April 4, 2020
The Board of Directors of Alaska Common Ground recommends the following changes and updates to our bylaws. This is the first revision to our bylaws since May 3, 2014. In addition to the revised bylaws document and a redline identifying revisions from the previous bylaws, we are including this synopsis of the changes and the reasons for those changes. Many of the changes are to clarify the bylaws or to be more consistent with actual board practices and procedures.
Change to a self-perpetuating board. The most significant change in the bylaws is how Directors are elected. Alaska Common Ground’s existing bylaws require that Board members be elected by membership at the annual meeting. The proposed bylaws enable the Board to elect directors.
The reasons for this change include:
1) Many non-profit boards have made this change, and the Foraker Group recommends this as a best practice for non-profit boards in Alaska.

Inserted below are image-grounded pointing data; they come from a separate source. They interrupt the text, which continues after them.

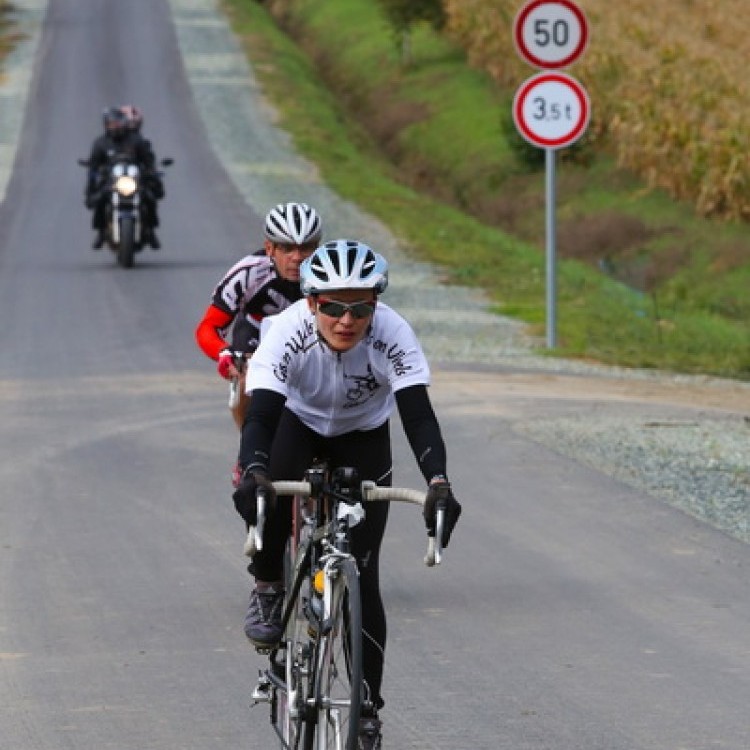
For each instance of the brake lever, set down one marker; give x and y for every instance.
(435, 543)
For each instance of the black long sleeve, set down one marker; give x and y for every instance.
(422, 430)
(259, 428)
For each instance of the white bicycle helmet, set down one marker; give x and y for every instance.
(343, 264)
(293, 224)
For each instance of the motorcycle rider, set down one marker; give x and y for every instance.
(117, 139)
(154, 185)
(261, 284)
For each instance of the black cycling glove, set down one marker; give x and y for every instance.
(245, 496)
(440, 495)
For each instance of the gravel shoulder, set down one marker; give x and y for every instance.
(684, 440)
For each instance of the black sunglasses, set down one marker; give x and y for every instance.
(333, 309)
(287, 249)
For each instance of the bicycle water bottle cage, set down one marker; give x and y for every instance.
(316, 477)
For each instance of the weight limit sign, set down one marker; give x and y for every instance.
(551, 110)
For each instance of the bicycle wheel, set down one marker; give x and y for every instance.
(338, 688)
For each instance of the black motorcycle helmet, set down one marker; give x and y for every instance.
(115, 123)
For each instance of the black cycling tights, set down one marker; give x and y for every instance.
(294, 449)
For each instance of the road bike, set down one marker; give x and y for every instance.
(313, 681)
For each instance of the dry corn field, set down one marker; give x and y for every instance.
(668, 84)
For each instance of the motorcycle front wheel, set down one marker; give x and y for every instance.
(126, 248)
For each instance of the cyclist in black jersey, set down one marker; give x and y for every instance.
(260, 284)
(324, 380)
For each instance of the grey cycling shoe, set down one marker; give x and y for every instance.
(263, 619)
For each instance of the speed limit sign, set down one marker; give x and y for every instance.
(551, 110)
(550, 33)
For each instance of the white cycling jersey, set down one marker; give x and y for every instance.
(338, 392)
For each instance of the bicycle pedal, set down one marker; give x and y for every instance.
(263, 691)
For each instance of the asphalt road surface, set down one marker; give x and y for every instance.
(571, 612)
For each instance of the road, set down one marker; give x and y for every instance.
(572, 612)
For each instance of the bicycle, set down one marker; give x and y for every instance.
(314, 681)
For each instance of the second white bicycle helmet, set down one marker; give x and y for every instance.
(293, 224)
(343, 264)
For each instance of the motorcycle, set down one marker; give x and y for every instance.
(126, 219)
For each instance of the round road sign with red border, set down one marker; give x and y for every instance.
(550, 34)
(551, 110)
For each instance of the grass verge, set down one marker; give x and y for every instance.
(691, 322)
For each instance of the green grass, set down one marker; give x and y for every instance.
(339, 86)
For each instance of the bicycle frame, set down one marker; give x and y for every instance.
(314, 681)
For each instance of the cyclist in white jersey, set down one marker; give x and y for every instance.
(325, 379)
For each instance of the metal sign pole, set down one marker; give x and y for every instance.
(551, 249)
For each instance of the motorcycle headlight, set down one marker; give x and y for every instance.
(126, 186)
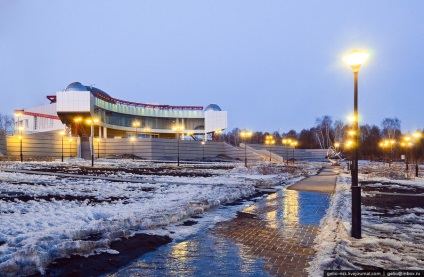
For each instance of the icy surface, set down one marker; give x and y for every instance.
(394, 241)
(43, 218)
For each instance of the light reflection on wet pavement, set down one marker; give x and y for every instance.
(272, 237)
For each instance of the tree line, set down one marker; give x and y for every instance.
(327, 132)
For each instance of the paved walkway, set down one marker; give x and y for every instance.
(273, 237)
(323, 182)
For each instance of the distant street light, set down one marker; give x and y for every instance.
(18, 114)
(132, 139)
(70, 147)
(287, 142)
(417, 137)
(244, 135)
(136, 124)
(203, 146)
(269, 140)
(20, 142)
(178, 129)
(355, 59)
(98, 148)
(91, 122)
(62, 133)
(293, 144)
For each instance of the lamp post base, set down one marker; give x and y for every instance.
(356, 212)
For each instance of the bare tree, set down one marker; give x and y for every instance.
(323, 131)
(339, 130)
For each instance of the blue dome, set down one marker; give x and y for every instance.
(213, 107)
(75, 86)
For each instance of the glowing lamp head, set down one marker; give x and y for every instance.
(355, 59)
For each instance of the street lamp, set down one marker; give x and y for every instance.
(77, 120)
(136, 124)
(287, 142)
(20, 142)
(384, 145)
(178, 129)
(91, 122)
(355, 59)
(269, 140)
(62, 133)
(244, 135)
(98, 148)
(293, 144)
(132, 145)
(417, 137)
(203, 146)
(70, 147)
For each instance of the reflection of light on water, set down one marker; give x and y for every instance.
(246, 259)
(180, 250)
(181, 257)
(272, 219)
(291, 207)
(250, 209)
(271, 196)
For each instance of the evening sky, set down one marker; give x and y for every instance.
(272, 64)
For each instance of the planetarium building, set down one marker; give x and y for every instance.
(77, 108)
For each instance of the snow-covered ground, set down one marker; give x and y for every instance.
(43, 218)
(392, 224)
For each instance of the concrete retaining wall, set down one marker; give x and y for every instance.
(159, 149)
(42, 145)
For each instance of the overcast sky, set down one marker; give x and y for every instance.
(272, 64)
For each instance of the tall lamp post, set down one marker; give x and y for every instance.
(18, 114)
(203, 146)
(355, 59)
(244, 135)
(91, 122)
(132, 146)
(293, 144)
(269, 140)
(62, 133)
(70, 147)
(287, 142)
(178, 129)
(136, 124)
(20, 142)
(417, 137)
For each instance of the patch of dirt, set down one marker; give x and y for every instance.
(129, 249)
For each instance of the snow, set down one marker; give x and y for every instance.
(43, 217)
(393, 242)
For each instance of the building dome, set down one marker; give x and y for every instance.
(213, 107)
(75, 86)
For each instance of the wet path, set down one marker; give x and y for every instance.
(272, 237)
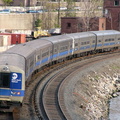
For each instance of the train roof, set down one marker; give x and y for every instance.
(105, 32)
(13, 60)
(27, 48)
(58, 38)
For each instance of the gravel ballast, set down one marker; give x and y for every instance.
(87, 93)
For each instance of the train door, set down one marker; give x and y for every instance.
(4, 84)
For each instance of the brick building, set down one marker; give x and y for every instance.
(112, 14)
(76, 24)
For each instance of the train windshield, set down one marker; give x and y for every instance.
(5, 80)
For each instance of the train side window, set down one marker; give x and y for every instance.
(76, 44)
(87, 42)
(55, 50)
(5, 80)
(116, 2)
(38, 57)
(106, 40)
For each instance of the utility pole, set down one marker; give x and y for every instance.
(58, 12)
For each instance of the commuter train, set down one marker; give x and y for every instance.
(19, 62)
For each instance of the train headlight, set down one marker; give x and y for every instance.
(18, 93)
(15, 93)
(5, 68)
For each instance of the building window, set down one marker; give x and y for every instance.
(68, 25)
(116, 2)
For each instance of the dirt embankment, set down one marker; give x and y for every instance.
(91, 90)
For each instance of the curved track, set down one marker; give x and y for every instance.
(51, 103)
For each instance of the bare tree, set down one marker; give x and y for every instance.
(90, 8)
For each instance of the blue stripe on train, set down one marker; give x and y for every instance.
(11, 92)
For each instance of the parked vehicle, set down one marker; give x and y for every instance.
(20, 62)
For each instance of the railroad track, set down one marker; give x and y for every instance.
(37, 93)
(6, 116)
(51, 102)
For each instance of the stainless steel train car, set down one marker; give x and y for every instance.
(20, 62)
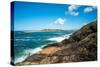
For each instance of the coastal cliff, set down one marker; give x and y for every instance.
(81, 46)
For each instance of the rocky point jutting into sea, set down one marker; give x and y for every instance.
(81, 46)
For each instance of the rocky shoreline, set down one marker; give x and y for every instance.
(81, 46)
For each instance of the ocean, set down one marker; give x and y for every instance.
(28, 43)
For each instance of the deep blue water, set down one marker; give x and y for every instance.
(29, 43)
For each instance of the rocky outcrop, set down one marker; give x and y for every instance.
(81, 46)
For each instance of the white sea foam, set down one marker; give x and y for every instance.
(28, 53)
(59, 39)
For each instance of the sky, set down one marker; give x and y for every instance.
(37, 16)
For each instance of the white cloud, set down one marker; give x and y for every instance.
(60, 21)
(72, 10)
(89, 9)
(74, 13)
(73, 7)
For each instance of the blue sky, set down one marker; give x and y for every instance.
(37, 16)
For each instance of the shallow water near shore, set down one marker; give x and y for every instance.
(26, 44)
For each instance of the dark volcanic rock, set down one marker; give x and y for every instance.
(81, 46)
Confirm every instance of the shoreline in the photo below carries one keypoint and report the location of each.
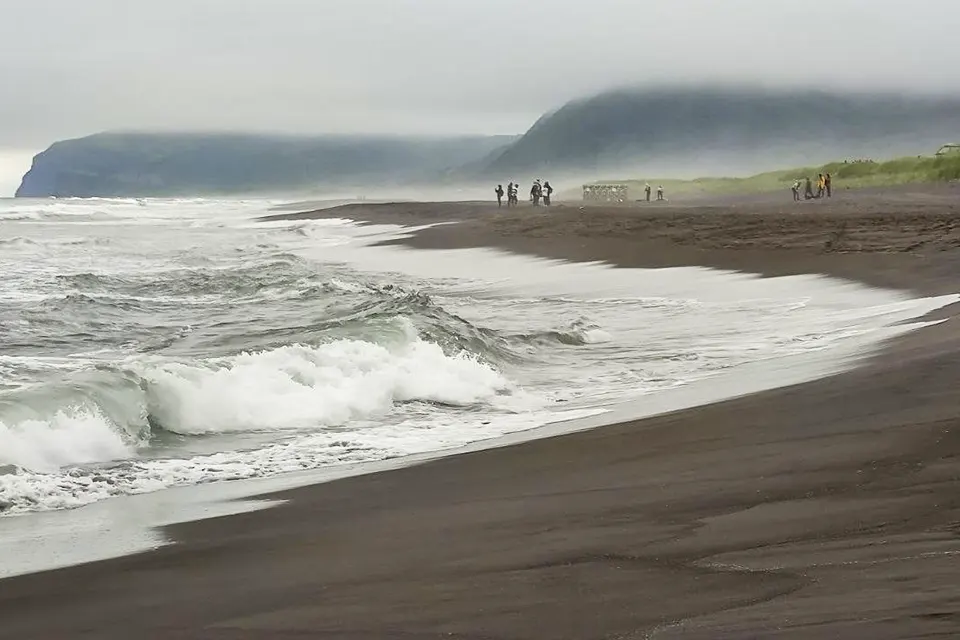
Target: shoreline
(822, 508)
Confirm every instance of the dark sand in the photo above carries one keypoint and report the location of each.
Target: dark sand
(825, 510)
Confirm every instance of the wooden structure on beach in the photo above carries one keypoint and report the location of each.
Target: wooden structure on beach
(949, 149)
(605, 193)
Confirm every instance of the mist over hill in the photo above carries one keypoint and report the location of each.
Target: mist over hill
(183, 164)
(706, 130)
(664, 132)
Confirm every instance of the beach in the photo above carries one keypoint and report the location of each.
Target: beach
(826, 509)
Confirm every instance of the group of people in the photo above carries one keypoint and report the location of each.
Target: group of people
(824, 188)
(541, 191)
(647, 190)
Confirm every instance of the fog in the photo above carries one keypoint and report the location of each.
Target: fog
(428, 66)
(411, 66)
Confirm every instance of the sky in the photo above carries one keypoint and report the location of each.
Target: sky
(73, 67)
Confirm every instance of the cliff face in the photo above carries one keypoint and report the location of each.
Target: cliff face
(644, 127)
(611, 135)
(143, 165)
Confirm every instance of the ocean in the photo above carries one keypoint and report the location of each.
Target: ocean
(150, 344)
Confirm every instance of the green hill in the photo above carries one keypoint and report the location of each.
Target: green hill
(692, 129)
(848, 174)
(187, 164)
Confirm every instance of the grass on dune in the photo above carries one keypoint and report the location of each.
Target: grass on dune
(853, 175)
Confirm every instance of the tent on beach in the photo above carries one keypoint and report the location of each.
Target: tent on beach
(949, 149)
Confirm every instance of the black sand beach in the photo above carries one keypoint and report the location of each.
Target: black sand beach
(824, 510)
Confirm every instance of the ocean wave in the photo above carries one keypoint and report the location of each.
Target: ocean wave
(300, 387)
(107, 413)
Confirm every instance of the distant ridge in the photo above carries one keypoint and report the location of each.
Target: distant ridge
(632, 127)
(183, 164)
(627, 133)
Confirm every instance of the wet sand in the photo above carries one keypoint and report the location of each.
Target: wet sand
(828, 509)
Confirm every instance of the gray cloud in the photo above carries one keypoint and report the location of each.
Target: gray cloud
(70, 68)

2) Streamlining the process for electing directors. Currently the ACG Board appoints a director, sends out ballots prior to the membership meeting, tallies those votes, and announces the result at the annual meeting. Since the membership only meets once a year, board members can only be confirmed once a year. If a board member resigns in the months after the annual meeting, it may be almost a full year before they can be confirmed by membership.
3) A majority of members do not vote before or at the annual meeting, and members have never rejected a board member recommended by the board.
4) It is possible that a portion of our membership could elect someone who is not in tune with Alaska Common Ground’s values or mission. Because membership is open to anyone willing to pay, this leaves the board subject to this possibility. Several non-profits have seen this happen to their boards/organizations.
This change requires revisions in Articles III, IV and VI.
Section by Section Summary of Bylaw Changes.
Article II – Purpose
Article II is revised to reflect current standard language for 501(c)(3) nonprofits and to refer to Alaska State Statutes for nonprofits. The revisions do not alter the purpose of Alaska Common Ground.
Article III – Membership
New Section 1 ties membership to an annual membership fee.
Former Section 2 eliminates members’ roles in voting for Directors (see discussion above).
Article IV – Board of Directors
Revised Section 1 provides that the business “and affairs” of Alaska Common Ground shall be conducted by the Board of Directors.
New Section 2 provides that the Board of Directors will be composed of members of Alaska Common Ground.
New Section 3 changes the way Directors are appointed (see previous discussion).
Revisions to Section 6 clarify the role of Directors in filling vacancies.
Addition to Section 9 enables the Board to move the monthly meeting date “if significant scheduling difficulties exist”.
New Section 10 provides the Secretary shall keep minutes at Board meetings.
New Section 11 provides for executive session of the Board of Directors.
Section 14 ties expenditures to the annual, approved budget.
New Section 17 provides for removal of Directors for nonparticipation, defined as unexcused absences from three or more consecutive Board meetings.
New Section 18 provides for removal of Directors for cause. Both sections 17 and 18 requires a vote of 2/3 of the directors.
Article V – Officers
Section 3 adds greater specificity regarding bank accounts and access to those bank accounts. The requirement to have two officer’s signatures on checks is removed.
New Section 4 addresses the Registered Agent and Registered Office of Alaska Common Ground.
Article VI – Membership Meetings
Addition to Section 1 allows the Board (with 2/3 vote) to suspend, when necessary, the requirement to hold the annual meeting in March, April or May.
Former Section 3, dealing with election of Board members, is deleted consistent with the change previously described.
Revision to Section 4 requires a quorum at membership meetings to be “members”, not “persons”.
Article VII – Committees
Addition to Section 1 requires committees to have at least one Board member.
Revisions to Section 3 are to reflect current practice.
Article VIII – Chapters
The revisions delete Article VIII – Chapters in its entirety. As currently drafted, Article VIII provides insufficient guidance as to how chapters would form and how chapters would interact with the membership and the Board of Directors. ACG has never had a chapter and has not had a request to form a chapter. Considering the lack of interest in forming chapters and the inadequacy of this current Article, the proposed bylaws delete this Article. If in the future there us interest in forming a chapter, there is nothing in the bylaws preventing Alaska Common Ground from considering that.
Article XI – Administrative and Financial Provisions
Article XI is a new article that addresses the administrative and financial responsibilities of the Board of Directors. The additions formalize financial and administrative duties and responsibilities.
New Section 2 authorizes the Board to hire staff and contractors.